‘Strange he hasn’t sued me’: Elon Musk reignites storm over ‘pedo’ claims against UK cave diver
Musk was responding to another critic on Twitter on Tuesday night when he appeared to reaffirm the accusation’
Elon Musk appears to have doubled down on his claim that a British cave diver who was instrumental in freeing a group of Thai boys trapped in a cave is a “pedo”.
The Tesla CEO was widely criticised last month for making the unfounded allegation against Vernon Unsworth, who was part of an international team that freed the young footballers and their adult coach from the Tham Luang cave complex in northern Thailand.
Unsworth had criticised a mini-submarine that Musk had delivered for the rescue as impractical and said he could “stick [it] where it hurts”. Musk responded by calling Unsworth a “pedo guy”, later tweeting: “Bet ya a signed dollar it’s true.” He deleted both tweets soon after.
He has never presented any evidence for the allegation nor claimed to have any.
He apologised for the remark last month after Unsworth threatened to sue, Tesla shares dived and the company’s investors issued an open letter demanding Musk apologise.
Musk was responding to another critic on Twitter on Tuesday night when he appeared to reaffirm the accusation. “You don’t think it’s strange [Unsworth] hasn’t sued me? He was offered free legal services,” he wrote.
“Did you investigate at all? I’m guessing answer is no.
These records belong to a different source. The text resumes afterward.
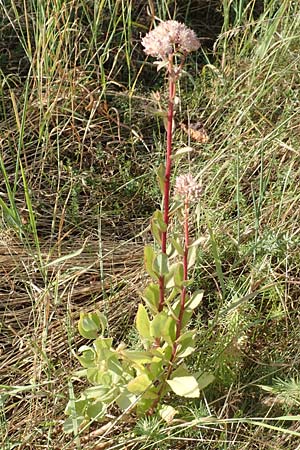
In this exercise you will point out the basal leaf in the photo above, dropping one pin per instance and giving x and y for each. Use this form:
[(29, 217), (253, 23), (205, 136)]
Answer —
[(139, 384), (90, 324), (195, 300)]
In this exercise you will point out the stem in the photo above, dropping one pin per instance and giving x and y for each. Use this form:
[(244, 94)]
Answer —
[(182, 304), (185, 266), (166, 199)]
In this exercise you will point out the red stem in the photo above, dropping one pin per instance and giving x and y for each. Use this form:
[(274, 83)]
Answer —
[(166, 199), (185, 267)]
Why?” he wrote in subsequent tweets that are still online.
Unsworth told Sky News on Wednesday that he could not comment on Musk’s latest tweets, but added: “It’s all being dealt with, that’s all I can say.”
Musk has been under pressure from Telsa investors over his erratic behaviour on social media.
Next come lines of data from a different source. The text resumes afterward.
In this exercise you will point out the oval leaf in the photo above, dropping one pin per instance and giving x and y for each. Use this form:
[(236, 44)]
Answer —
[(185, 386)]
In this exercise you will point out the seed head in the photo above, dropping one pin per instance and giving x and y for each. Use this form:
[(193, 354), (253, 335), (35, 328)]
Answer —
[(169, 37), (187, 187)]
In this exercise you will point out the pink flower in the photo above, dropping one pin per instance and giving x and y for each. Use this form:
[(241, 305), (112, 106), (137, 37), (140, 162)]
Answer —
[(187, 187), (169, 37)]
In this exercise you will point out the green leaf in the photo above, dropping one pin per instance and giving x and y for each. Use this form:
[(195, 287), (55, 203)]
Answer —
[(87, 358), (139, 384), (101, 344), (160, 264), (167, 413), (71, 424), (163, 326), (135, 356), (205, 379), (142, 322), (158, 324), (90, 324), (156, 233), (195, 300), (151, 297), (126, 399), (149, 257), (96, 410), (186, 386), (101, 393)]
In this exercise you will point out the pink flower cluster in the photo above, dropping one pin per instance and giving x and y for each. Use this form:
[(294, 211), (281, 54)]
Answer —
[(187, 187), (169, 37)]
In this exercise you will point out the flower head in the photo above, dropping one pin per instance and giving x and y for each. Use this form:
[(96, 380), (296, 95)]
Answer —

His return to Twitter, coming just days after abandoning a plan of taking Tesla private, is likely to renew concerns about the entrepreneur’s impulsiveness.
He told The New York Times this month the past year had been “excruciating” and the “most difficult and painful of my career”, claiming he had been working up to 120 hours a week and neglecting his health and family.
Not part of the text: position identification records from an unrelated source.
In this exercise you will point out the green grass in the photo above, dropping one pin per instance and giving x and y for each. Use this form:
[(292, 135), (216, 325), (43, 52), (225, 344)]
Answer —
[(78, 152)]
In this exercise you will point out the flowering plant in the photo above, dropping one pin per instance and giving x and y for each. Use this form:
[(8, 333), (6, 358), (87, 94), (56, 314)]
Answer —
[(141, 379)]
While the latest communiqués avoided any reference to the troubled car company, his August 7 “funding secured” tweet indicating he had raised billions needed to take Tesla private at US$420 a share triggered the US Securities and Exchange Commission to intensify a pre-existing investigation into firm’s public pronouncements on vehicle production forecasts and two class-action investor lawsuits.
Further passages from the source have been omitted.